Dictionary of the scaler parameters bias and scale.

Returns:: Scaler’s parameters bias and scale.
Return type:: dict

numpy(inplace=True)[source]#: Transform all tensors to numpy arrays.

transform(x: Union[Tensor, ndarray])[source]#: Apply transformation \(f(x) = (x - \mu) / \sigma\).

inverse_transform(x: Union[Tensor, ndarray])[source]#: Apply inverse transformation \(f(x) = (x \cdot \sigma) + \mu\).

fit_transform(x: Union[Tensor, ndarray], *args, **kwargs)[source]#: Fit scaler’s parameters using input x and then transform x.

save(filename: str, make_dir: bool = True) → str[source]#

Save the scaler to disk.

Parameters:

filename (str) – The path to the filename for storage.
make_dir (bool) – If True, then create non-existing directories in filename. (default: True)

Returns:

The absolute path to the saved file.

Return type:

str

classmethod load(filename: str) → Scaler[source]#

Load instance of this type of scaler from disk.

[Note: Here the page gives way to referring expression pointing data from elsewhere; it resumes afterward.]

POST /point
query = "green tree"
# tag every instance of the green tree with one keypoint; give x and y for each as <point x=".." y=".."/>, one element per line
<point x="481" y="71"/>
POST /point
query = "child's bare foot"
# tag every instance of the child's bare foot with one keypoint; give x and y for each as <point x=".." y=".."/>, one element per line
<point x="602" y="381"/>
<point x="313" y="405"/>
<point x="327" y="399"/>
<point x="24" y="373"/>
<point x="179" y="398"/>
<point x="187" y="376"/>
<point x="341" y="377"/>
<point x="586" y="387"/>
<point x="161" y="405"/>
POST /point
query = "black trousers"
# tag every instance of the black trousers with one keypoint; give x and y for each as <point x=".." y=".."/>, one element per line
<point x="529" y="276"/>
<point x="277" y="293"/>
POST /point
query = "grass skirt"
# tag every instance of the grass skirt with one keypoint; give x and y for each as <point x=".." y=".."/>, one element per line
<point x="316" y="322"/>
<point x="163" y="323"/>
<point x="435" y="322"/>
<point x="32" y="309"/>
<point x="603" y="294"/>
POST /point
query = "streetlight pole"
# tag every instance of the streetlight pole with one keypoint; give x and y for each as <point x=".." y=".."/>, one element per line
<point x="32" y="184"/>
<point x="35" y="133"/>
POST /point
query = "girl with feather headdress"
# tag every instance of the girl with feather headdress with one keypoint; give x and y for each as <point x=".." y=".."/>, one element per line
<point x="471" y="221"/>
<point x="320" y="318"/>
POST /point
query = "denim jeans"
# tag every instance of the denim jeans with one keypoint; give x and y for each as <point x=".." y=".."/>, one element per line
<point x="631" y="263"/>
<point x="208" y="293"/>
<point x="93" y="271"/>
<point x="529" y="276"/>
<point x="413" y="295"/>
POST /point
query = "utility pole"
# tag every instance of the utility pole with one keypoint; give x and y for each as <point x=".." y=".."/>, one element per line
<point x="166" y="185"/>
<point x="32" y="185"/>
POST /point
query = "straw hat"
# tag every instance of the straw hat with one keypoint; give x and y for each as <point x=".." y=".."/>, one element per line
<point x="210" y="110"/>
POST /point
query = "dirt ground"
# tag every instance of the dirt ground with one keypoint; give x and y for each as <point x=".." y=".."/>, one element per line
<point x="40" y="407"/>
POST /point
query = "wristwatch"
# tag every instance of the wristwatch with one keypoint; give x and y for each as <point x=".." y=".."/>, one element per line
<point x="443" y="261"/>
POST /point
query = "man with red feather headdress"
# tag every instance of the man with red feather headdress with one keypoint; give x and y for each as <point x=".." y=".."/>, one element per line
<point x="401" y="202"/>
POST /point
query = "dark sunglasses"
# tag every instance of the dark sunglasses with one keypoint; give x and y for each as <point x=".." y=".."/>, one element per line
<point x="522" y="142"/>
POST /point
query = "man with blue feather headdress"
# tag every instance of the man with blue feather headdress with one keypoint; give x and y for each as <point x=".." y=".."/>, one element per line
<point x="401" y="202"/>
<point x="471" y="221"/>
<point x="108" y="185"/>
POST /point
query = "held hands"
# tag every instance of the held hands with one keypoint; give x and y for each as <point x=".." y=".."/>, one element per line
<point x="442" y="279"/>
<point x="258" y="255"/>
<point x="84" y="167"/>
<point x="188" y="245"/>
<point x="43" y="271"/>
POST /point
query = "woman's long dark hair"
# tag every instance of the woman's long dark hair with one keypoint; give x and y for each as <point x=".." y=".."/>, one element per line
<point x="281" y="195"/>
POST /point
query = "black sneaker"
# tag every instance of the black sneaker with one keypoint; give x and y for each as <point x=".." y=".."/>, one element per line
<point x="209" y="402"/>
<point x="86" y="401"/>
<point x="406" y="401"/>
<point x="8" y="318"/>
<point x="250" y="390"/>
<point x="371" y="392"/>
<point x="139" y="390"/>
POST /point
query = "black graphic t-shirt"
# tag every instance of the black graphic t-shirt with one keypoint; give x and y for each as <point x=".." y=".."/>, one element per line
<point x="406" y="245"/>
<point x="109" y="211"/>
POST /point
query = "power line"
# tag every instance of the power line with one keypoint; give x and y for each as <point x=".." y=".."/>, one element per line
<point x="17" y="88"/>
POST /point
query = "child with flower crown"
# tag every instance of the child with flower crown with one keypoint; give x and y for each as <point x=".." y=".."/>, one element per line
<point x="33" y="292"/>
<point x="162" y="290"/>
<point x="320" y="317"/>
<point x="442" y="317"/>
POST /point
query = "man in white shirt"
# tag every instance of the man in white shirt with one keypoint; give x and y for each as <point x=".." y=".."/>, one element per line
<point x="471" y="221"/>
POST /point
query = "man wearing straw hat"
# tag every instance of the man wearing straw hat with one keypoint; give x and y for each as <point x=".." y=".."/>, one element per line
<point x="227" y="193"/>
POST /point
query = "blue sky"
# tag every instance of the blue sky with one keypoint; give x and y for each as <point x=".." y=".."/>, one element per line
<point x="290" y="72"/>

Parameters:: filename (str) – The path to the scaler file.

class StandardScaler(axis: Union[int, Tuple] = 0)[source]#

Apply standardization to data by removing mean and scaling to unit variance.

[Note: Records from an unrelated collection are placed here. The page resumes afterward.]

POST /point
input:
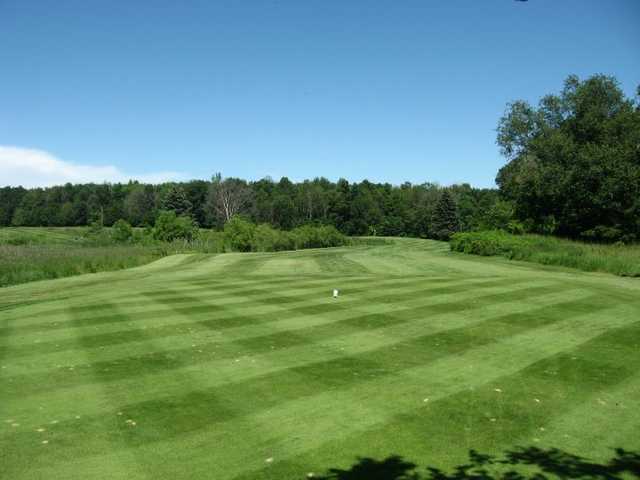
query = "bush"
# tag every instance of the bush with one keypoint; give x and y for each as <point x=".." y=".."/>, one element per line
<point x="618" y="259"/>
<point x="323" y="236"/>
<point x="238" y="234"/>
<point x="170" y="227"/>
<point x="268" y="239"/>
<point x="121" y="231"/>
<point x="243" y="236"/>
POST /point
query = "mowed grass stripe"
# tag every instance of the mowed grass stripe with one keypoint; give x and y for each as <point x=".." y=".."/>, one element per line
<point x="425" y="306"/>
<point x="144" y="299"/>
<point x="371" y="396"/>
<point x="202" y="409"/>
<point x="278" y="359"/>
<point x="58" y="346"/>
<point x="431" y="427"/>
<point x="202" y="308"/>
<point x="113" y="371"/>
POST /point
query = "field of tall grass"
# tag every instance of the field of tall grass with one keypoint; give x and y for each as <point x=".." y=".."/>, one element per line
<point x="27" y="263"/>
<point x="39" y="253"/>
<point x="618" y="259"/>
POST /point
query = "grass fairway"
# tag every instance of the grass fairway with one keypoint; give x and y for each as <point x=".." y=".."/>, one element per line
<point x="242" y="366"/>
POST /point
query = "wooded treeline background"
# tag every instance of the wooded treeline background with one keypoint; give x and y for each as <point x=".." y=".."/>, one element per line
<point x="362" y="208"/>
<point x="573" y="169"/>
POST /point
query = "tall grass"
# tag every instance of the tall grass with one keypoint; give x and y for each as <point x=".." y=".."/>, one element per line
<point x="26" y="263"/>
<point x="623" y="260"/>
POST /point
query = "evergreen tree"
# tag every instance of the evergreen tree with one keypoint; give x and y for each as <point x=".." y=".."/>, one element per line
<point x="177" y="201"/>
<point x="444" y="222"/>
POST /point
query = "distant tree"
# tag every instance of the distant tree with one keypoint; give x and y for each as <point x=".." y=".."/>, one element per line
<point x="238" y="233"/>
<point x="227" y="198"/>
<point x="170" y="227"/>
<point x="176" y="200"/>
<point x="140" y="205"/>
<point x="444" y="222"/>
<point x="574" y="161"/>
<point x="121" y="231"/>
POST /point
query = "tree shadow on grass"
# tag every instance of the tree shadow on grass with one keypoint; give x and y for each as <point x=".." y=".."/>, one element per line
<point x="530" y="463"/>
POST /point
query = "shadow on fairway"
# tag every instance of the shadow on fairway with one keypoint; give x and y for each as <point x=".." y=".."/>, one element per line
<point x="530" y="463"/>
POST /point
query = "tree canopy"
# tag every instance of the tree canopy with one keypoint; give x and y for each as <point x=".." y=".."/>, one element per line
<point x="574" y="161"/>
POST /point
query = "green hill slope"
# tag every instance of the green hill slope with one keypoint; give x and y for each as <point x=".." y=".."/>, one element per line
<point x="242" y="366"/>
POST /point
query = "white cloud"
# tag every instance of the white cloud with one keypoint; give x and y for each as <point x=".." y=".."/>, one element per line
<point x="37" y="168"/>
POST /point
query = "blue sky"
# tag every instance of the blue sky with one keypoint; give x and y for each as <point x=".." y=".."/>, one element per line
<point x="386" y="90"/>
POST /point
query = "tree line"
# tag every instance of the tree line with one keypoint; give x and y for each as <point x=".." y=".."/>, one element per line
<point x="573" y="170"/>
<point x="362" y="208"/>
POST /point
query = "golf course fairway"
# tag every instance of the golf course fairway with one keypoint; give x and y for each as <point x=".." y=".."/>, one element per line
<point x="243" y="366"/>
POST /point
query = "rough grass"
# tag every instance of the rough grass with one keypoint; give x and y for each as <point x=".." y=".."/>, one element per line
<point x="242" y="366"/>
<point x="27" y="263"/>
<point x="623" y="260"/>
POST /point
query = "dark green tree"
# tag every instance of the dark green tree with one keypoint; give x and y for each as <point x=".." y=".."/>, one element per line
<point x="574" y="161"/>
<point x="444" y="222"/>
<point x="176" y="200"/>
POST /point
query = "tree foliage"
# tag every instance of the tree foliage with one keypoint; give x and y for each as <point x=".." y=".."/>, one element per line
<point x="170" y="227"/>
<point x="445" y="218"/>
<point x="574" y="161"/>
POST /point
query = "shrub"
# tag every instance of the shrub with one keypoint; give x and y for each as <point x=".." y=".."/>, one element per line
<point x="170" y="227"/>
<point x="121" y="231"/>
<point x="618" y="259"/>
<point x="238" y="234"/>
<point x="268" y="239"/>
<point x="308" y="236"/>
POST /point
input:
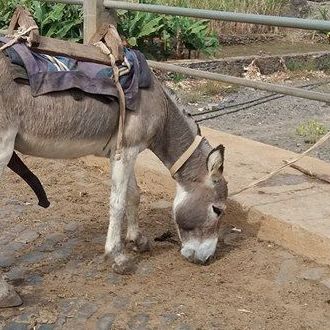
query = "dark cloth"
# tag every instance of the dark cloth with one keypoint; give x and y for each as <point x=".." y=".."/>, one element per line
<point x="89" y="77"/>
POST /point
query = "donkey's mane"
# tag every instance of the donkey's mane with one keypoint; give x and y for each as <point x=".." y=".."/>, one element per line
<point x="173" y="98"/>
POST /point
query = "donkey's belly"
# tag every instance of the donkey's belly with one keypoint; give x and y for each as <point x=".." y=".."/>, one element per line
<point x="61" y="148"/>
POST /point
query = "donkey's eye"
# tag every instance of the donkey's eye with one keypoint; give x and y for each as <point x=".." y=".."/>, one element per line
<point x="217" y="210"/>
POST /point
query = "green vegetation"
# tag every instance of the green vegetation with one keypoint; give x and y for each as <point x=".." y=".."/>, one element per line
<point x="162" y="37"/>
<point x="54" y="20"/>
<point x="311" y="131"/>
<point x="158" y="36"/>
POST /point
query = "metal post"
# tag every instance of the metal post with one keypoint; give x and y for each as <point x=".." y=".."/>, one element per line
<point x="300" y="23"/>
<point x="92" y="13"/>
<point x="95" y="14"/>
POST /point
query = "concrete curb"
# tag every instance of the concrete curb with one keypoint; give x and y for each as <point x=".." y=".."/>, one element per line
<point x="290" y="209"/>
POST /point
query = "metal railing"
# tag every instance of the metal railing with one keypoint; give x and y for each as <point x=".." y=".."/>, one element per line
<point x="290" y="22"/>
<point x="300" y="23"/>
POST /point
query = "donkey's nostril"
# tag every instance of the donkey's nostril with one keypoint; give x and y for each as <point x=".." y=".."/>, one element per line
<point x="217" y="210"/>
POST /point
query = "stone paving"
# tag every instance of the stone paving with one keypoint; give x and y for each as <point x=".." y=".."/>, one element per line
<point x="54" y="260"/>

Parameters:: axis (int) – dimensions of input to fit parameters on. (default: 0)

class MinMaxScaler(axis: Union[int, Tuple] = 0, out_range: Tuple[float, float] = (0.0, 1.0))[source]#

Rescale data such that all lay in the specified range (default is \([0,1]\)).

Parameters:

axis (int) – dimensions of input to fit parameters on. (default: 0)
out_range (tuple) – output range of transformed data. (default: (0, 1))

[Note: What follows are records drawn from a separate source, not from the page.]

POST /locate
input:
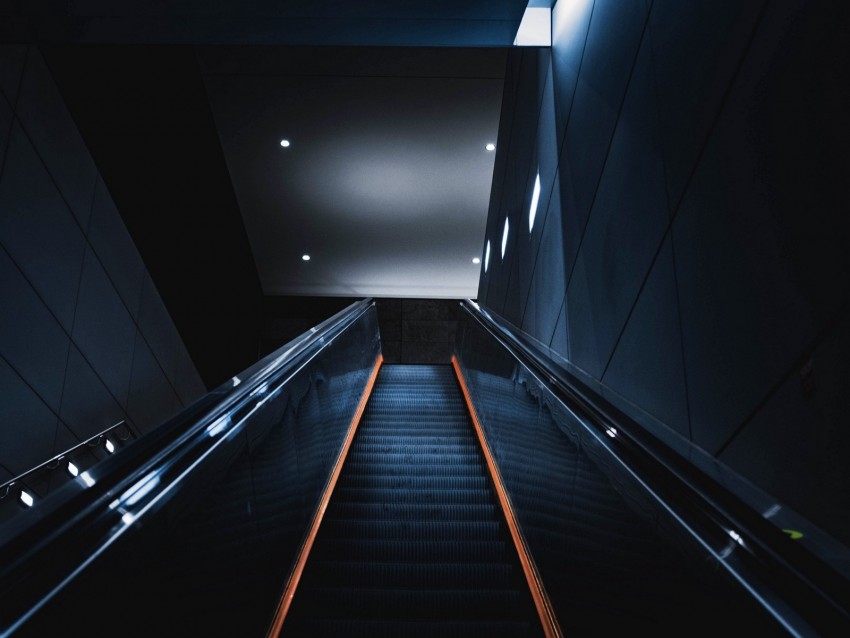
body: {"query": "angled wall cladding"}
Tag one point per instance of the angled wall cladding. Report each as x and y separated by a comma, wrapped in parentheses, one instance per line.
(687, 253)
(85, 340)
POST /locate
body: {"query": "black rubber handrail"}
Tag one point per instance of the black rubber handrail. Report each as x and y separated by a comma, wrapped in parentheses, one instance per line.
(43, 550)
(805, 594)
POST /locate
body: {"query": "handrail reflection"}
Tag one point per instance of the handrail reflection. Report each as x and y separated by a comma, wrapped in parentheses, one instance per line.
(794, 585)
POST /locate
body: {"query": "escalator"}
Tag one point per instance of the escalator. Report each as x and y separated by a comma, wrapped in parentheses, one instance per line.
(322, 493)
(413, 543)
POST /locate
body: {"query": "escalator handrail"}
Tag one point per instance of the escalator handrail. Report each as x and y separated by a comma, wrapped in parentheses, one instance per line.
(74, 524)
(790, 581)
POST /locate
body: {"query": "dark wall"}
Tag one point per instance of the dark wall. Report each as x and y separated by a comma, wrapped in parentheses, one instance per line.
(412, 330)
(417, 330)
(85, 339)
(689, 253)
(286, 317)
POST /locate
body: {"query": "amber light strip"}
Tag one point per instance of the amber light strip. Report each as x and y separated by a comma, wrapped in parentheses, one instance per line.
(541, 600)
(295, 577)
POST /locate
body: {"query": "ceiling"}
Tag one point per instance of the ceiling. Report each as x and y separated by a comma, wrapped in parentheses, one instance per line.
(386, 182)
(388, 107)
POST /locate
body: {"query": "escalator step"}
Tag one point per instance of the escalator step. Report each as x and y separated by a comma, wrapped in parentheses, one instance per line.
(413, 542)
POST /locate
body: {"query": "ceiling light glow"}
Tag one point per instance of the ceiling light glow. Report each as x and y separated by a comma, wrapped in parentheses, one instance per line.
(535, 29)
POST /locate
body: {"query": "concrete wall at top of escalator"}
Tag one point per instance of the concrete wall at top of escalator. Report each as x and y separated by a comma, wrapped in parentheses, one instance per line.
(689, 252)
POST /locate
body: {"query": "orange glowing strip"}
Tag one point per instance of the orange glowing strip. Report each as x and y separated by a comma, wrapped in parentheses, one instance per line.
(541, 601)
(295, 576)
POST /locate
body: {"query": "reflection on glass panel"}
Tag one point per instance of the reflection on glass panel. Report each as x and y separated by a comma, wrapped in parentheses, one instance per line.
(612, 561)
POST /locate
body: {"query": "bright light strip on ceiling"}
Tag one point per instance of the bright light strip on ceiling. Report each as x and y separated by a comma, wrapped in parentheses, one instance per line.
(535, 29)
(535, 198)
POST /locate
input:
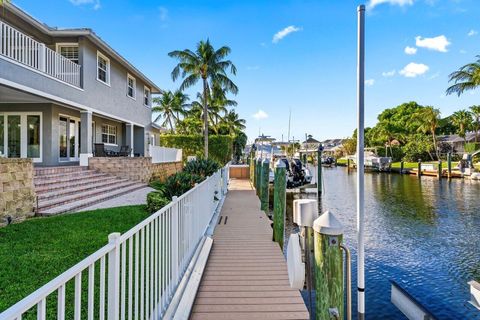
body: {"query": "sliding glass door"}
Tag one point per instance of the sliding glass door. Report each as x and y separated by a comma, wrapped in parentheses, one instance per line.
(21, 135)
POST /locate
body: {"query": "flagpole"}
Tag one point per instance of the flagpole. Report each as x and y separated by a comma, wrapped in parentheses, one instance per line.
(360, 162)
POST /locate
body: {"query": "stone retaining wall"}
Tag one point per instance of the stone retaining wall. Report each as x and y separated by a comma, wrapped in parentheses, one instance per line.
(136, 168)
(17, 193)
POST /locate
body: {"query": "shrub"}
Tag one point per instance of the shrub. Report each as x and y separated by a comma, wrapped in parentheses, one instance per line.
(179, 183)
(202, 167)
(156, 201)
(219, 146)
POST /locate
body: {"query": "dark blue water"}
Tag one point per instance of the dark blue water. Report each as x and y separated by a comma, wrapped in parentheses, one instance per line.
(422, 233)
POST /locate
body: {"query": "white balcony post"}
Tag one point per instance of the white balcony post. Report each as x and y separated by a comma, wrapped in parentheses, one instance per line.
(113, 277)
(41, 57)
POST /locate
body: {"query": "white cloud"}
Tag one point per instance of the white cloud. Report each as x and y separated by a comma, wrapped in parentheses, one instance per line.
(388, 74)
(260, 114)
(413, 70)
(96, 3)
(439, 43)
(373, 3)
(472, 33)
(163, 13)
(410, 50)
(284, 32)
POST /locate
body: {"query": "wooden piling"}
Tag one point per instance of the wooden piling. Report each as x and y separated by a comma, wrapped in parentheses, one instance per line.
(328, 235)
(449, 165)
(279, 202)
(264, 192)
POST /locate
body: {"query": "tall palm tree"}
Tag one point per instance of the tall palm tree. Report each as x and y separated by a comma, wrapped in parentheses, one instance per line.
(208, 65)
(466, 78)
(463, 120)
(475, 110)
(428, 118)
(181, 105)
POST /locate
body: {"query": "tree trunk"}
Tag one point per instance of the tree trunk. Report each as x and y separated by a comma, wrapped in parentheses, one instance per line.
(205, 117)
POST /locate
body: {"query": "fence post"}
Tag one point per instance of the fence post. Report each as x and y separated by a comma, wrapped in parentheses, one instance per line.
(113, 277)
(449, 165)
(265, 183)
(42, 63)
(279, 202)
(258, 176)
(328, 235)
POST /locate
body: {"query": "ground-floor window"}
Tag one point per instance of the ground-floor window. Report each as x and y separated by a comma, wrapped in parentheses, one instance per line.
(21, 135)
(109, 134)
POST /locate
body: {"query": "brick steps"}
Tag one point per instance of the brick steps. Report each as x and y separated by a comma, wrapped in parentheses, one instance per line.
(68, 189)
(75, 206)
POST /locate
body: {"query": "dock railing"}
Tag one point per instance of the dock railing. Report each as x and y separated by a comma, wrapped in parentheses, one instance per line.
(136, 274)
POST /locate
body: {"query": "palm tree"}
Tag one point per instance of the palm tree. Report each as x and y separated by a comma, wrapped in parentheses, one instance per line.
(165, 106)
(463, 120)
(208, 65)
(475, 110)
(428, 118)
(466, 78)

class RobustScaler(axis: Union[int, Tuple] = 0, quantile_range: Tuple[float, float] = (25.0, 75.0), unit_variance: bool = False)[source]#

Removes the median and scales the data according to the quantile range.

Default range is the Interquartile Range (IQR), i.e., the range between the 1st quartile (25th quantile) and the 3rd quartile (75th quantile).

Parameters:

axis (int) – dimensions of input to fit parameters on. (default: 0)
quantile_range (tuple) – quantile range \((q_{\min}, q_{\max})\), with \(0.0 < q_{\min} < q_{\max} < 100.0\), used to calculate scale. (default: (25.0, 75.0))

class ScalerModule(scaler: Optional[Union[Scaler, ScalerModule]] = None, *, bias: Union[Tensor, float] = 0.0, scale: Union[Tensor, float] = 1.0, pattern: Optional[str] = None)[source]#

Converts a Scaler to a torch.nn.Module, to insert transformation parameters and functions into the minibatch.

extra_repr() → str[source]#

Set the extra representation of the module

To print customized extra information, you should re-implement this method in your own modules. Both single-line and multi-line strings are acceptable.

params() → dict[source]#

Dictionary of the scaler parameters bias and scale.

Returns:: Scaler’s parameters bias and scale.
Return type:: dict

property t: int#: Size of temporal dimension (None if time-invariant).

property n: int#: Size of node dimension (None if node-invariant).

transform_tensor(x: Tensor) → Tensor[source]#: Apply transformation \(f(x) = (x - \mu) / \sigma\) to tensor x.

inverse_transform_tensor(x: Tensor) → Tensor[source]#: Apply inverse transformation \(f(x) = (x \cdot \sigma) + \mu\) to tensor x.

transform(x)[source]#: Recursively apply transformation \(f(x) = (x - \mu) / \sigma\) to x.

inverse_transform(x)[source]#: Recursively apply inverse transformation \(f(x) = (x \cdot \sigma) + \mu\) to x.

numpy()[source]#: Transform ScalerModule to Scaler.

rearrange(pattern: str, inplace=False, **axes_lengths) → ScalerModule[source]#: Rearrange parameters in the scaler according to the provided patter using einops.rearrange.

slice(time_index: Optional[Union[List, Tensor]] = None, node_index: Optional[Union[List, Tensor]] = None)[source]#

Slice the parameters of the scaler with the given time and node indices.

The scaler must have a pattern defining the dimensions of the parameters. This operation is not in place, it always returns a new ScalerModule. The parameters of the new scaler have same size of the indices provided along the slicing axes or 1 for the params with a single, broadcastable, value.